Grant si sposta poi in Minnesota per intervistare gli agricoltori lasciati sul lastrico dalle politiche fiscali, fra chi medita il suicidio per salvare la famiglia grazie all’incasso dell’assicurazione e chi protesta contro le minacce di pignoramento di banche sciacallo, dedite a stime speculatorie del valore del terreno e pronte a rivendere le proprietà alle grandi corporazioni, svuotando il Midwest di fattorie a conduzione famigliare.

Sullo sfondo del cambiamento radicale dei modi di produzione che accompagnò la terziarizzazione dell’economia, Grant dialoga coi disoccupati sostituiti con la manodopera più economica del Sud o dei paesi Terzo Mondo grazie alla deregulation: lungi dal percolare, i profitti accumulati dai sempre più ricchi vengono rivelati come prodotto della speculazione sulla pelle dei lavoratori.

A Los Angeles, Grant filma la quotidianità a Justiceville, una baraccopoli organizzata su un lotto libero – e smantellata come se a essere inaccettabile, più che la povertà stessa, fosse la sua visibilità. A New York, aggirando il divieto di filmare, la regista mostra la fatiscenza dei welfare hotel istituiti per far fronte alla crisi abitativa, di fatto intrappolando migliaia di persone in un ciclo di povertà coi loro costi sproporzionati.

C’è chi ha perso la casa dopo il licenziamento, donne vittime di abuso domestico costrette a lasciare tutto per sfuggire ai loro persecutori, chi è rimasto sfollato dopo un’ondata di incendi. Confinati in quartieri con un tasso di criminalità altissimo, è considerato un rischio accompagnare i propri figli alla fermata dell’autobus e la normalità girare armati; una generazione di bambini sottonutriti vive porta a porta con spacciatori e prostitute, ammassata con la famiglia in camere minuscole in cui occorre l’ombrello per poter usare il bagno.

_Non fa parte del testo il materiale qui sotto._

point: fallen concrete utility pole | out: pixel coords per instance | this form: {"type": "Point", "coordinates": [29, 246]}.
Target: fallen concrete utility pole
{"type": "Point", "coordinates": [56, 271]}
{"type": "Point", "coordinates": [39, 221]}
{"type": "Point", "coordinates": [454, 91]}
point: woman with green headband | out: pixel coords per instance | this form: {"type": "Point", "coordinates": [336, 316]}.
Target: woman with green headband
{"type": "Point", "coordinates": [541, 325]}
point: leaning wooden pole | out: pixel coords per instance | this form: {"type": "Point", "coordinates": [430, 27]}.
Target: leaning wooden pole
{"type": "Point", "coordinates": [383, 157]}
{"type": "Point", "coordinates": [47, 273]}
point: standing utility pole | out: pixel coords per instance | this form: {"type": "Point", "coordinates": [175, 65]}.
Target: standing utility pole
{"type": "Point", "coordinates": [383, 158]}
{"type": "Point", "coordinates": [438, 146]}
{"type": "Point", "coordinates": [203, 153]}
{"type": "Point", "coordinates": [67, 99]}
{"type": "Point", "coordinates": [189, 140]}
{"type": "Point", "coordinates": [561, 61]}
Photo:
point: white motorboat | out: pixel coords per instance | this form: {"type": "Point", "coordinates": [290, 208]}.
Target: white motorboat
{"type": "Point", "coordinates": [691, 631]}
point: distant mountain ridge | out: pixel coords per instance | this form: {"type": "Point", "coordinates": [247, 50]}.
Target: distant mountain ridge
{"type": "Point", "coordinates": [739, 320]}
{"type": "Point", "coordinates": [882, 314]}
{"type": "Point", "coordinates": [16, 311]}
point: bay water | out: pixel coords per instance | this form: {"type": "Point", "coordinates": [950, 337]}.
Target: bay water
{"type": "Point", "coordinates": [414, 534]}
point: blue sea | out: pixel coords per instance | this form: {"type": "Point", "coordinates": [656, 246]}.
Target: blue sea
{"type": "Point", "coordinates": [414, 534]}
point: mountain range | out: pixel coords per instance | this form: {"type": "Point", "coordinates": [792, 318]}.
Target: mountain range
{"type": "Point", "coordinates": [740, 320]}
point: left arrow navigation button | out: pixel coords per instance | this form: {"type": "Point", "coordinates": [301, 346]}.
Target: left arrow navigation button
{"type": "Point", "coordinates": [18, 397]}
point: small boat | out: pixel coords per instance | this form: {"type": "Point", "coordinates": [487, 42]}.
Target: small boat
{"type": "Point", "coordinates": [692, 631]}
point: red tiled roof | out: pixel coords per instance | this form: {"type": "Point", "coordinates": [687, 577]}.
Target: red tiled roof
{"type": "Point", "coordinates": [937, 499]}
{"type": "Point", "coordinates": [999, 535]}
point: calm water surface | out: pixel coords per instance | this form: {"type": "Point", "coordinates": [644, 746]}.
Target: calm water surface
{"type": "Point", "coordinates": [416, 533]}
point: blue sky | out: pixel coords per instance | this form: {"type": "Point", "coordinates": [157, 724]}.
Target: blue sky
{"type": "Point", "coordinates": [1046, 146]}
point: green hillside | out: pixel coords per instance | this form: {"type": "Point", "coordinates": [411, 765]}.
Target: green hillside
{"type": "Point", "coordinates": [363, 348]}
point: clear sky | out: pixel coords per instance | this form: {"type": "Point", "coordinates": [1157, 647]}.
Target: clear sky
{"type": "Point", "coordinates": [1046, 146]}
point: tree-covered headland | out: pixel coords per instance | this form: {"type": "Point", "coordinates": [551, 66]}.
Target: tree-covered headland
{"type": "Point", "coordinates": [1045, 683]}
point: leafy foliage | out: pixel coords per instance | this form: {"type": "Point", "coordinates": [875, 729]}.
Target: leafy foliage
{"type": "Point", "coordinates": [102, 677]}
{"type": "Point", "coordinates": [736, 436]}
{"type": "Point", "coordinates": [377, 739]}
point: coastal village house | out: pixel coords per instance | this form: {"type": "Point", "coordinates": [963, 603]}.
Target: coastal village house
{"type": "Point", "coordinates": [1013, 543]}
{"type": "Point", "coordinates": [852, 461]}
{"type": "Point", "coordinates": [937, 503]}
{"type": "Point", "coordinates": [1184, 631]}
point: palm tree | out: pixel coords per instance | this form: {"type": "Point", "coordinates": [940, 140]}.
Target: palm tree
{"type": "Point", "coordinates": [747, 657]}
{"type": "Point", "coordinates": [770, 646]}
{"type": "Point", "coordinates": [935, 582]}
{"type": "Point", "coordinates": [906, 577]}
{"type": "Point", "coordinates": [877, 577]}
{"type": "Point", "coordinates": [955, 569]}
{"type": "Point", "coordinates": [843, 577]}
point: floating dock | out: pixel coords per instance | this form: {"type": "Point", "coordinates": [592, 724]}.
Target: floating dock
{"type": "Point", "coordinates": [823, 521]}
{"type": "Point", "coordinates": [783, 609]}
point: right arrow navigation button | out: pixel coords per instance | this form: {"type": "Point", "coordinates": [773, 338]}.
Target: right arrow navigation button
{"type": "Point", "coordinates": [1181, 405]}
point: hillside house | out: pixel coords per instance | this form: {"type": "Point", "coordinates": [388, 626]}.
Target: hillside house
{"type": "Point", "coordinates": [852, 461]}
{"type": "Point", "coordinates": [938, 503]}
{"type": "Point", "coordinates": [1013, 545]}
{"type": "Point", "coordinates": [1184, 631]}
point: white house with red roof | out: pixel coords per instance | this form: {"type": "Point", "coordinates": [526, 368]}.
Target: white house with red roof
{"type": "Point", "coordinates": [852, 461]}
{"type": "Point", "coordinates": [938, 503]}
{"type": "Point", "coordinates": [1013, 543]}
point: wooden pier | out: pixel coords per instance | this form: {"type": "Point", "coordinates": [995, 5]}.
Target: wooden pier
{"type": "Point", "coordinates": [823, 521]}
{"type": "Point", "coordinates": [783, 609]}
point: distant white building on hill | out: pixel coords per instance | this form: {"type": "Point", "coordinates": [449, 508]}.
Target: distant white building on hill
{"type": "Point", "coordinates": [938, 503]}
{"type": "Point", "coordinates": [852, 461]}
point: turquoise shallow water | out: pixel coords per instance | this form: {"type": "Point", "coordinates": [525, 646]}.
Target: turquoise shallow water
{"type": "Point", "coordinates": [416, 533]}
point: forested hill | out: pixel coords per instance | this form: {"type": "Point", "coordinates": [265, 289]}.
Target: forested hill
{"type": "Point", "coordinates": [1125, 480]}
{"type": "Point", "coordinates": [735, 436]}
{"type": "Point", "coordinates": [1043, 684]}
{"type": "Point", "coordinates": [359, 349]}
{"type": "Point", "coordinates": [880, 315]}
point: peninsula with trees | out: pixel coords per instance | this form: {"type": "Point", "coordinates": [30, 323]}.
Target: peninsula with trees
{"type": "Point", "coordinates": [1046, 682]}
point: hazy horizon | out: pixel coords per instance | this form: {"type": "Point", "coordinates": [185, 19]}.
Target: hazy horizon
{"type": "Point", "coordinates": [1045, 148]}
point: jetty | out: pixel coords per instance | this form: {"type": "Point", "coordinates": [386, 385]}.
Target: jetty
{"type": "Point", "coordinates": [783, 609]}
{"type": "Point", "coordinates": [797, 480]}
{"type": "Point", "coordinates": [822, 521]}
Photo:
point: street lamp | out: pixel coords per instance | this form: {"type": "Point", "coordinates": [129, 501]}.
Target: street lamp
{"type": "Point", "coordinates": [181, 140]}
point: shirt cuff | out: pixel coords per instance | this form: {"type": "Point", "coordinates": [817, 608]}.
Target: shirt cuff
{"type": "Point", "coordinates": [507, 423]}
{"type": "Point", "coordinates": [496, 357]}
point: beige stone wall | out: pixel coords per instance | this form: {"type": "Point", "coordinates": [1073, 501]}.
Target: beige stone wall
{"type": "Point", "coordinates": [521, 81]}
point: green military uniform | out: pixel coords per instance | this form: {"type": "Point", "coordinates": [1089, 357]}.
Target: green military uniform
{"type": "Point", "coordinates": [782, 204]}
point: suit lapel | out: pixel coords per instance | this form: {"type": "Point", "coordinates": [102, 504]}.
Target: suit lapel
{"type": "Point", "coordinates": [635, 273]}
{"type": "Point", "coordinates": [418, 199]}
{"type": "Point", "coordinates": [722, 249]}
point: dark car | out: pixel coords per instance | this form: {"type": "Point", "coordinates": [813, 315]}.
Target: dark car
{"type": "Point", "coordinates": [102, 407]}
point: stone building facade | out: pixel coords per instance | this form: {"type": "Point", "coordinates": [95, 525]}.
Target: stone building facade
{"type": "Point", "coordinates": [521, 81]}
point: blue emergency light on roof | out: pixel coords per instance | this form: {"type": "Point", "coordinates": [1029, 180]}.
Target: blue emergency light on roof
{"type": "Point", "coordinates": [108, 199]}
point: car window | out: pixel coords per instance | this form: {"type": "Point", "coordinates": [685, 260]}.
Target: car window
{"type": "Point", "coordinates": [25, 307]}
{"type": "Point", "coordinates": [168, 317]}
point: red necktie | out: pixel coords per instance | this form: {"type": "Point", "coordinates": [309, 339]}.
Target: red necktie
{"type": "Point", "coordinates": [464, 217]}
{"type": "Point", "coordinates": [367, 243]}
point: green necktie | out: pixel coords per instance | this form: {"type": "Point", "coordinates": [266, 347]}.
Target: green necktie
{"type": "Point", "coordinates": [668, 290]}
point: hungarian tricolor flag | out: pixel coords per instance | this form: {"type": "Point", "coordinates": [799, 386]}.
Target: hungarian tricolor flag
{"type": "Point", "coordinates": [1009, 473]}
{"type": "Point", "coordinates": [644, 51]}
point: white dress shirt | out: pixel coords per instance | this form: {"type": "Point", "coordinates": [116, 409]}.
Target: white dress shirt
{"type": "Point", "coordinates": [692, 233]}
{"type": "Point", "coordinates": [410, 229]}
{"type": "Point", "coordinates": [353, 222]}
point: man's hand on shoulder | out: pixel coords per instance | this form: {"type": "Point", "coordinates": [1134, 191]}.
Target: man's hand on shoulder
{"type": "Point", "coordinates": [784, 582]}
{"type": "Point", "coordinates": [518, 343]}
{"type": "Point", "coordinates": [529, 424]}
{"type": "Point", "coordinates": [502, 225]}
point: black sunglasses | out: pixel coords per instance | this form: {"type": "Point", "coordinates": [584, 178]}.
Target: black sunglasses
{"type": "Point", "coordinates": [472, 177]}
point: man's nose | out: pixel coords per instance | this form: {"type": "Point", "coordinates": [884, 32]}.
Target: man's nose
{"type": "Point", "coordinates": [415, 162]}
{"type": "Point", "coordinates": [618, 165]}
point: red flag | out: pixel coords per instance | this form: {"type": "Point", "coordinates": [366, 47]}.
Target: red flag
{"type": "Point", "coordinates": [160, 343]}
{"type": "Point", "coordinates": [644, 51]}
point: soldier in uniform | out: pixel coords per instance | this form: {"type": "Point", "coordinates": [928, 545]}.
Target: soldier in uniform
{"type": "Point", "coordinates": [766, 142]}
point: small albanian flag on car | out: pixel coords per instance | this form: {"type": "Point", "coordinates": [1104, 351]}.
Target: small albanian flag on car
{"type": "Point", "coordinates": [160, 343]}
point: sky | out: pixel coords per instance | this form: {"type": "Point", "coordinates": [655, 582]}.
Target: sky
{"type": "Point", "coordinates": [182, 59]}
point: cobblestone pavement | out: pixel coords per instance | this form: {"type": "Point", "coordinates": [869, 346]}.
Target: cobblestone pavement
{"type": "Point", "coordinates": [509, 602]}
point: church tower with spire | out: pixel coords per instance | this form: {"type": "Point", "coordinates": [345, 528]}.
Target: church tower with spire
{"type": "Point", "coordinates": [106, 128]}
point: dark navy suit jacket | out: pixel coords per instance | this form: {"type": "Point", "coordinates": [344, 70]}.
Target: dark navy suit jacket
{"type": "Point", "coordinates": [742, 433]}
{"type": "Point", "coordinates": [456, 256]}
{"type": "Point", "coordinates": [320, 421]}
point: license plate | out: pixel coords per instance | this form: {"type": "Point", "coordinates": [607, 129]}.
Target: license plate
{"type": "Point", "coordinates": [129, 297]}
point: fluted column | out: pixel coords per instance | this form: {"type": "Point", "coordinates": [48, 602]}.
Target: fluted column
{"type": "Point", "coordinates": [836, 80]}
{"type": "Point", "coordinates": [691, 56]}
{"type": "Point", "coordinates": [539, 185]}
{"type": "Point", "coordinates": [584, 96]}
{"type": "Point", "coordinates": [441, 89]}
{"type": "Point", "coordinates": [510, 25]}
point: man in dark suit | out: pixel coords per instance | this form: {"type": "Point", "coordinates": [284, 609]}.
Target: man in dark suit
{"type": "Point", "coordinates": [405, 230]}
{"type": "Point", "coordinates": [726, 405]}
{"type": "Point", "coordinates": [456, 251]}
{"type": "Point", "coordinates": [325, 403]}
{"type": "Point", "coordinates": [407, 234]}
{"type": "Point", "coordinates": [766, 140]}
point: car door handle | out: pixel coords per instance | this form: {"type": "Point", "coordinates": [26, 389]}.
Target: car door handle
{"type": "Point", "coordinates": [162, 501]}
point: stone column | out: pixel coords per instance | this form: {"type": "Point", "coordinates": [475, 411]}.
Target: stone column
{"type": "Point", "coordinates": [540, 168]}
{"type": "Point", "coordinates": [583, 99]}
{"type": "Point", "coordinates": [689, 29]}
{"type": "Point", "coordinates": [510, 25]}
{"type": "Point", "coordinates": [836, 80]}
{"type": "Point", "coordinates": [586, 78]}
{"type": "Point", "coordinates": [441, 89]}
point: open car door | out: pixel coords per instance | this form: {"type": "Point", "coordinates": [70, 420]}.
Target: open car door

La testimonianza di una giovane coppia a fine documentario è forse la doccia fredda più intensa del film, quando le domande gentili ma penetranti di Grant danno sfogo a una confessione straziante – la depressione, la sensazione di invecchiamento precoce, l’impoverimento delle relazioni umane; il senso di alienazione letteralmente incarnato nella sensazione di essere dei pariah alla festa promessa del sogno americano.

Quel che Grant suggerisce è che il mito dell’America terra delle opportunità sia stata piuttosto l’oppio del suo popolo, l’interiorizzazione della colpa di aver fallito il necessario contraltare per mantenere occultati i meccanismi di oppressione con cui, alla fine degli anni ’80, gli Stati Uniti si avviarono a un processo di ridistribuzione della ricchezza verso l’alto, inquadrato nella sua espansione su scala globale come una “rifeudalizzazione dell’economia” da studiosi come Jean Ziegler e Sighard Neckel.

Non deve dunque ingannarci l’apparente ultra-americanità del documentario di Grant, che fotografa il momento in cui gli Stati Uniti, dopo l’uscita da Bretton Woods, si preparavano a riprendere le redini dell’ordine internazionale – operazione che presupponeva certamente un riordino dei conti in casa. Down and Out in America ci mostra come l’era reaganiana sia stata un periodo di sperimentazione cruciale per molte ricette politico-economiche del nostro tempo, progressivamente perfezionate all’insegna di ciò che sociologi e politologi come Luciano Gallino e Michael Lind hanno definito apertamente “guerra di classe dall’alto” – a partire dall’imposizione dell’austerity in assenza di negoziazione fra le parti sociali, utilizzando la retorica di uno stato emergenziale presente o potenziale per presentare come puramente tecniche manovre dalle inevitabili conseguenze politiche.

Con rabbia e compassione, Grant ci ricorda piuttosto come la depoliticizzazione delle politiche economiche nel discorso pubblico e l’accettazione della disuguaglianza quale fatto naturale e ragionevole siano già, in sé, strategie politiche.